İmam Hamanei'nin Amerikan Saldırganlarına Mesajı
Diğer yandan, İmam Hamanei'nin konuşmasının içeriği, İran
İslam Cumhuriyeti'nin Amerikan-Siyonist projesine karşı doğrudan bir karşı
duruş sergileme kararlılığını gösteriyor ve önceki aşamalarda geçerli olan
çatışma kurallarına bağlı kalmadan bunu yapma iradesini yansıtıyor. Bu durumda
Amerika, bölgedeki çıkarları ve üsleri açısından büyük bir tehlike görüyor.

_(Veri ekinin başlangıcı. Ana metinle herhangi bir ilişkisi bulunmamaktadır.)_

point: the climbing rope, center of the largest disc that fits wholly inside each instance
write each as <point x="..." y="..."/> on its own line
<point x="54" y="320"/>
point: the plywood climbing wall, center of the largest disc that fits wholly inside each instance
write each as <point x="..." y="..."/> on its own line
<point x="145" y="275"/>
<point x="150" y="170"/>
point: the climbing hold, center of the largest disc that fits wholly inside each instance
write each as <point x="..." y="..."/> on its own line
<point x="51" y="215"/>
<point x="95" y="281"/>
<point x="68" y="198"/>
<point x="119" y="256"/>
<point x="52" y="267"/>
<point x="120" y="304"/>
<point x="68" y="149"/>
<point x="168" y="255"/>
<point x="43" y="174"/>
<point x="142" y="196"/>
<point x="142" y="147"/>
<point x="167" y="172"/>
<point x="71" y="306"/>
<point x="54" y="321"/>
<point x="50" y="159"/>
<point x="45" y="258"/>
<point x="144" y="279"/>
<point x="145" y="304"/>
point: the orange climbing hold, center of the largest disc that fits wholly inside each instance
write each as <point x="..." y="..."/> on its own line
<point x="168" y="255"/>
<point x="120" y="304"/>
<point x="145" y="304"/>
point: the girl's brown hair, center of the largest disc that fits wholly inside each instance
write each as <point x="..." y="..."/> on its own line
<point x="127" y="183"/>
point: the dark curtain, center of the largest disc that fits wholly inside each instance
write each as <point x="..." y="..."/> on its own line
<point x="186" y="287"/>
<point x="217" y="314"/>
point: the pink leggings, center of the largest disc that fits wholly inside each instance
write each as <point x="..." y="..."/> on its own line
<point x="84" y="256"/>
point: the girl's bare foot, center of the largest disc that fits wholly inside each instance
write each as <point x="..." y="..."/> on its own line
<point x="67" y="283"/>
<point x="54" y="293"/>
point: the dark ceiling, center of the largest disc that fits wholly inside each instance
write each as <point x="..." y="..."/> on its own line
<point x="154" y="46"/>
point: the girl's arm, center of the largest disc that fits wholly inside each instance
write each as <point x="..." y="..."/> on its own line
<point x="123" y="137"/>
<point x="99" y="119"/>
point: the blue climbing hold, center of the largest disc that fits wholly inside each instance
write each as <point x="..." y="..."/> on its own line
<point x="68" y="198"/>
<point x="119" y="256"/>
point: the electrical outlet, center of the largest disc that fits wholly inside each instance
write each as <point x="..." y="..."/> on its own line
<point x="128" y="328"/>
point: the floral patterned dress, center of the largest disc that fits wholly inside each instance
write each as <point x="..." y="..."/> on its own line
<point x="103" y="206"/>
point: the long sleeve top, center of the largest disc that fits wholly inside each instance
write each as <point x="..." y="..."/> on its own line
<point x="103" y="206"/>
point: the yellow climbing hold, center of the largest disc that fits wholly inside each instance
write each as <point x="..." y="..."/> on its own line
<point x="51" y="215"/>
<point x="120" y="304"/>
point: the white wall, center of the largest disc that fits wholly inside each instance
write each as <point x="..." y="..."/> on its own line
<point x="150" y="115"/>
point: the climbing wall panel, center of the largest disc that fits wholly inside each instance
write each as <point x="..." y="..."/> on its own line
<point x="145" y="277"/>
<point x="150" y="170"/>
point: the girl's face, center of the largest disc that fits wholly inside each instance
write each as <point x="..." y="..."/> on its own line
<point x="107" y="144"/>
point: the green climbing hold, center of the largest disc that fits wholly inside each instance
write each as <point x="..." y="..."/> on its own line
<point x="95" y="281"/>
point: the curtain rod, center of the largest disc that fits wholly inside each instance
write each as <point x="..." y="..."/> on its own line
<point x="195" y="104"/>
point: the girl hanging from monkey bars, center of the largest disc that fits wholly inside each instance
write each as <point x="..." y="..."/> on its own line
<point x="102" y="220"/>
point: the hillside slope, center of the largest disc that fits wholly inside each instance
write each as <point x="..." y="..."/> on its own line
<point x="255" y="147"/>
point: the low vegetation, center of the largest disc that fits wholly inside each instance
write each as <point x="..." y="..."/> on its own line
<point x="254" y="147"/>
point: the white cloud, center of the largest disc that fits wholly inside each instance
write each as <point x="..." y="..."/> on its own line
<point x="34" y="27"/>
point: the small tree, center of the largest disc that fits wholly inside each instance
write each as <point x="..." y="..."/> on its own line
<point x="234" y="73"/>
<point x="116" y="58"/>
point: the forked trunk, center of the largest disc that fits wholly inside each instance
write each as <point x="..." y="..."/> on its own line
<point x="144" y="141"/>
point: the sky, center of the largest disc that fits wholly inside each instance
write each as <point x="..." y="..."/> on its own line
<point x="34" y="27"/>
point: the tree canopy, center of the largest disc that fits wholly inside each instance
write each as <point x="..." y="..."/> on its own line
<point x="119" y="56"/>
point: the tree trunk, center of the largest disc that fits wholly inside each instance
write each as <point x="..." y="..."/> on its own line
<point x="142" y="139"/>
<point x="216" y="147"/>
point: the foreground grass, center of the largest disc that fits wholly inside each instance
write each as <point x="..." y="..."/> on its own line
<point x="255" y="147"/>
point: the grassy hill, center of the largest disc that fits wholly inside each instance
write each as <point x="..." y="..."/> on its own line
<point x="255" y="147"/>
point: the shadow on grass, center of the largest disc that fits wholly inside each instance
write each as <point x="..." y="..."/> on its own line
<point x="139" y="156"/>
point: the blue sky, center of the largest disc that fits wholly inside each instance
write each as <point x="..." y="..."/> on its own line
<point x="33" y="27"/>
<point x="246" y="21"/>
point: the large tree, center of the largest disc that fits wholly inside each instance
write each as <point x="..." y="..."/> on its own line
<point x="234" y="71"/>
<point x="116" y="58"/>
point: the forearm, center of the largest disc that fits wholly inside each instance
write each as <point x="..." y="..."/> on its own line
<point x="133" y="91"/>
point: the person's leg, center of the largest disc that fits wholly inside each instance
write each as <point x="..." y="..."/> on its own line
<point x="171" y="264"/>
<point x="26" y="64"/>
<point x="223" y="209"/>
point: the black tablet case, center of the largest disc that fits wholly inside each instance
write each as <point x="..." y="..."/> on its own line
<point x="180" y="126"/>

Amerika'nın farklı hükümetleri, geçmişten bu yana İran'ın
bölgedeki gücüne karşı çıkmaya çalışmış ve bu doğrultuda İran'ı bölgedeki
ülkelerin düşmanı olarak, işgalci rejimi ise bu ülkelerin dostu olarak tanıtmak
için çeşitli komplolar düzenlemiştir. Bazı Arap rejimlerinin Siyonist rejimle
normalleşme anlaşmaları da bu Amerikan komplosunun bir parçasıydı ve şu anda
Washington, bu komploları direniş eksenindeki farklı gruplara dayatmayı
hedeflemiştir.
Ancak İmam Hamanei'nin dikkatli sözleri, İran sisteminin
Amerika'nın direniş eksenine karşı düzenlediği komploların gerçekliğine karşı
uyanıklığını gösterdi ve İran İslam Cumhuriyeti'nin, Washington'un her bir
direniş grubunu ortadan kaldırma ve ardından İslam Cumhuriyeti'ni kuşatma
planlarından tamamen haberdar olduğunu ortaya koydu. İran asla bu planların
uygulanmasına izin vermeyecektir.
İmam Hamanei'nin Siyonistlerin İslam'a Yönelik Kötü
Projelerine Vurduğu Darbe
İmam Hamanei, anlatımını ideolojik düzeyde de mevcut
mücadelenin, gerçek ve insanlıkla donanmış direniş ekseni ile sömürgeci ve
emperyalist Amerika ekseni arasındaki ideolojik çatışma çerçevesinden
sapmadığını vurgulamak için şekillendirdi. İslam Cumhuriyeti'nin lideri, şehit
Seyyid Hasan Nasrallah'ı, İslam ümmetinin gururu ve dünya İslam’ında sevilen
bir şahsiyet olarak tanımlayarak, bu önemli direniş figürünün şehit
edilmesinin, işgalcilere karşı direnişin öfkesini artıracak bir etken olacağını
vurguladı.
İmam Hamanei ayrıca, Hizbullah’ın bu şehit liderin
rehberliğinde adım adım gelişerek Siyonist düşman için varoluşsal bir tehdit
haline geldiğini belirtti. Direnişi "şecere-i tayyibe" (bereketli
ağaç) olarak tanımlayan İslam İnkılabı lideri, işgalci rejimi "şecere-i
Habise" (kötü ağaç) olarak nitelendirerek, mevcut mücadelenin dini
boyutunu ortaya koydu. İmam Hamanei'nin bu sözleri, aslında Siyonist rejimin
başbakanı Binyamin Netanyahu'nun Birleşmiş Milletler'deki gereksiz laflarına doğrudan
bir yanıt niteliğindeydi; çünkü Netanyahu, Müslümanlar ile Siyonist Yahudiler
arasında barıştan bahsediyordu.
Son olarak, İslam İnkılabı liderinin bu konuşması, Seyyid
Hasan Nasrallah'ın şehadeti ve "Sadık Vaat 2" operasyonuyla başlayan
bir dönüm noktasıdır ve düşman Siyonistlerle olan savaşın bir sonraki
aşamasının doğrudan çatışma kurallarına göre şekilleneceğini teyit etmektedir.